The present study demonstrated that mid-level data fusion integrating multi-type datasets and comprehensive chemical characterization is currently the most capable strategy to enable accurate quality evaluation of complex samples such as BDs. Using clinical GHIs as the study materials, the present work realized an identification of normal and abnormal batches of the injections at 100% accuracy by employing a data fusion workflow that encompasses the following key steps: (i) RPA and RLPA as qualitative features were extracted from the HPLC-UV and -ELSD fingerprints, respectively; (ii) content of the identified compounds by q1HNMR as quantitative feature were calculated.

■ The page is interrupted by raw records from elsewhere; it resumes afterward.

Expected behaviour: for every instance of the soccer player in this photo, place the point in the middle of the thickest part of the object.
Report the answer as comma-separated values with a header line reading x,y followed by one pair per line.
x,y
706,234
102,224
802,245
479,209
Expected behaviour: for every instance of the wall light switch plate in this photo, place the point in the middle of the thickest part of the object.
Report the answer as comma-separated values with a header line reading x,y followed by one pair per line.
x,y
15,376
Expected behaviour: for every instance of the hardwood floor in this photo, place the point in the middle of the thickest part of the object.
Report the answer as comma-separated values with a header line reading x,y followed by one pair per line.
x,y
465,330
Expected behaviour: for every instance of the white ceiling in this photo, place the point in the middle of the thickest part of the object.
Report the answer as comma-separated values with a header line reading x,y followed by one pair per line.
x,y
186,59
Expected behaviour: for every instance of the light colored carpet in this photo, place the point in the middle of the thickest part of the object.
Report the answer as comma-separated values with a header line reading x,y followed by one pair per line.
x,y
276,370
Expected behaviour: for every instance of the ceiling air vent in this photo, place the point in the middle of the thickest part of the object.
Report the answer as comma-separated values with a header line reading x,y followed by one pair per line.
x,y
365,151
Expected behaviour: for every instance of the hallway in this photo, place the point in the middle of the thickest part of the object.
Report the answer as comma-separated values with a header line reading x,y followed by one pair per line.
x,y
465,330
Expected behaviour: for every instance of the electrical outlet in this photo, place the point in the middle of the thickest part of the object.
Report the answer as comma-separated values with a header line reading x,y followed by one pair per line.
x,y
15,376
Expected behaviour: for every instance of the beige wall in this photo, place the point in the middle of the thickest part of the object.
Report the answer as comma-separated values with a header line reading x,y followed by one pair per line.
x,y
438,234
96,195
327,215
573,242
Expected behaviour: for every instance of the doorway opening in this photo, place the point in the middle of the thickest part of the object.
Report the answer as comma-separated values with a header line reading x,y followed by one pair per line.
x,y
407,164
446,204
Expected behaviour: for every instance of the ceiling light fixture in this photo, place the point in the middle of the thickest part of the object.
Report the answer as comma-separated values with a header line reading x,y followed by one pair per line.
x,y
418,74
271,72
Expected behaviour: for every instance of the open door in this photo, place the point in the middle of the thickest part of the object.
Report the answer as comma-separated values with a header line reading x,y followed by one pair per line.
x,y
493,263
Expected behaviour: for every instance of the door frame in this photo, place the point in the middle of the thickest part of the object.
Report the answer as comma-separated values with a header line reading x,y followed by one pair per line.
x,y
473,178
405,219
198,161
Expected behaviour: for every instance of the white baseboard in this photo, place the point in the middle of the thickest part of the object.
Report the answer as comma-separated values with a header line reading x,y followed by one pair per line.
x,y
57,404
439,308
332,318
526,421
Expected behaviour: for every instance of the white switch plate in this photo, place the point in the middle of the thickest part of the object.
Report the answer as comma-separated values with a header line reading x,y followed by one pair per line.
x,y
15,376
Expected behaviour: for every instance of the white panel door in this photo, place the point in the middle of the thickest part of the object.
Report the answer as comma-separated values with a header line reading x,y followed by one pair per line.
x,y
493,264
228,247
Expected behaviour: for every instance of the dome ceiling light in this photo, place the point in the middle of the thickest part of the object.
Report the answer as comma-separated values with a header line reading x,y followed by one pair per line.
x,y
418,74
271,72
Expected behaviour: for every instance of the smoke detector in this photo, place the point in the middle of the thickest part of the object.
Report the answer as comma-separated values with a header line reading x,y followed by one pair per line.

Subsequently, (iii) qualitative and quantitative features were utilized individually for the similarity analysis and PLS-DA to evaluate the discrepancy between different batches. Then, (iv) qualitative and quantitative features were fused as a new data matrix for SVM modeling. The mid-level data fusion with SVM was successfully applied for classifying normal and abnormal batches with an accuracy of 100%. This quality control strategy can be not only regarded as a reliable approach for identifying chemical components and distinguishing abnormal batches of GHIs but also serve as a useful tool for the standardization of other BDs featuring complex matrices.